Les rares fois où je réussis à ne rien faire, je me félicite.
Trémulation
Chanteurs de variété, bateleurs, comédiens, romanciers, peintres sans réelle foi dans l’art, ils ‘agitent sur quelques mètres et ce faisant communiquent localement au groupe social une trémulation qui lui permet de percevoir de manière fugace comme se perçoivent les poissons par reflets lorsqu’un rai de lumière traverse l’aquarium.
Manwell 2
Sur cette façon heureuse de remarquer la nature et de la donner à voir aux autres en rehaussant ses qualités, ce que faisait hier, je l’ai dit, Manwell alors que nous courions sur les crêts de la Sarine, je puis dire que je n’ai pas ce talent. Quand je cours, lutte, me débats, je ne contemple pas. Et quand bien même je verrais ce ciel, sa lumière, son cortège de nuages, c’est sans vision; pour cela, il faut que je m’attarde, arraisonne le temps, perce les couches. Ainsi je vois jusque dans les grandes profondeurs. Plus possible alors de s’exclamer:
- Regardez, c’est joli!
Caravane
Je vais construire une caravane, ou plutôt, un cabane qui se puisse déplacer sans nécessité de démontage. L’intégration des parties dans le tout, la convenance esthétique, qui de plus est dans un milieu contraint. m’a toujours fascinée.
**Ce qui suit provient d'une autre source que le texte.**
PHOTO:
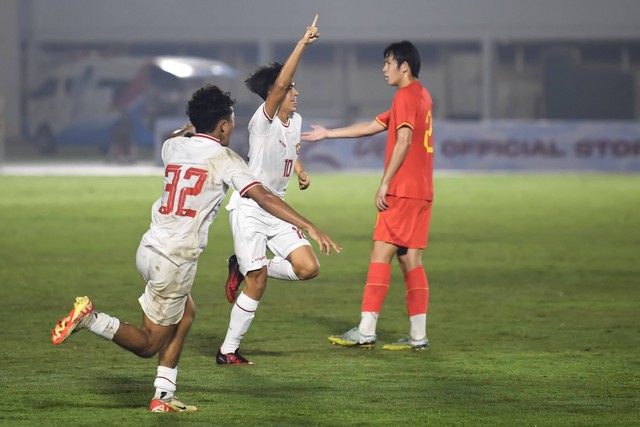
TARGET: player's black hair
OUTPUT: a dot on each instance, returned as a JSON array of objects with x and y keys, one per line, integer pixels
[
  {"x": 261, "y": 81},
  {"x": 207, "y": 106},
  {"x": 404, "y": 51}
]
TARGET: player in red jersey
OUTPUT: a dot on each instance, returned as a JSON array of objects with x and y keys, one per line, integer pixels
[{"x": 403, "y": 199}]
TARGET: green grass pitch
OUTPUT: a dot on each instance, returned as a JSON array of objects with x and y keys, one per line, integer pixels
[{"x": 534, "y": 312}]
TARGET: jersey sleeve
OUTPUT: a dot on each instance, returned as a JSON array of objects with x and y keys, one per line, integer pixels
[
  {"x": 260, "y": 121},
  {"x": 404, "y": 109},
  {"x": 383, "y": 118}
]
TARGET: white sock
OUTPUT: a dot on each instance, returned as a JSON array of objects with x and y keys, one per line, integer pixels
[
  {"x": 418, "y": 326},
  {"x": 242, "y": 315},
  {"x": 368, "y": 323},
  {"x": 280, "y": 268},
  {"x": 101, "y": 324},
  {"x": 165, "y": 382}
]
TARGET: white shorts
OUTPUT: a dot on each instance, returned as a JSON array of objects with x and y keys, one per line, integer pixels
[
  {"x": 254, "y": 230},
  {"x": 168, "y": 286}
]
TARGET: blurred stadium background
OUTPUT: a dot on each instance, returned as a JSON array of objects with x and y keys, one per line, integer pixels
[{"x": 517, "y": 85}]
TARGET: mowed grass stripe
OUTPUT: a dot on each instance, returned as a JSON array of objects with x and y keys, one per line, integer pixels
[{"x": 533, "y": 316}]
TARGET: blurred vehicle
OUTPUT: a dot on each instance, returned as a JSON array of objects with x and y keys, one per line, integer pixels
[{"x": 113, "y": 103}]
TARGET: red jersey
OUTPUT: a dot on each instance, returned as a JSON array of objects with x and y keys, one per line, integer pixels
[{"x": 411, "y": 107}]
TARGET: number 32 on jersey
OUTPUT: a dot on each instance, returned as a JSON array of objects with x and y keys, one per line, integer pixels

Retour peut-être à l’organisation de la première chambre, lieu d’incubation des énergies vitales pour l’adolescent.
Manwell
Hier avec Manwel et deux gosses de bel allure, gravissant d’un pas accéléré le chemin de Lorette, alignant des exercices sur le parvis de la Chapelle puis zigzaguant sur les sentiers de la forêt du Bourguillon en bataillant à coups de pieds et de poings, équipée qui laissait interdits les rares randonneurs venus se balader en cette soirée de veille de fête. Or, ne voici pas qu’après ces débauches, Manwell, comme nous regagnions la basse-ville, ralentit le rythme et s’extasie sur la beauté du coucher de soleil, la forme des nuages, l’éclairage rougeoyant des édifices modernes qui se détachent au loin et lâche ce commentaire:
- Quand je pense qu’on a manqué rester à l’intérieur!
Igloo
L’hiver 1972, à Helsinki, le concierge de notre immeuble entassait des paquets de neige contre un mur du parking extérieur. Au fil des semaines, durcie par un froid constant, la masse devint glace et c’est avec des fourchettes et des couteaux pris dans le tiroir de la cuisine que Frère et moi creusâmes la surface pour fabriquer un igloo. Le travail était si pénible que je me crus, une fois la cavité ouverte, que jamais les paquets de neige ne fondraient.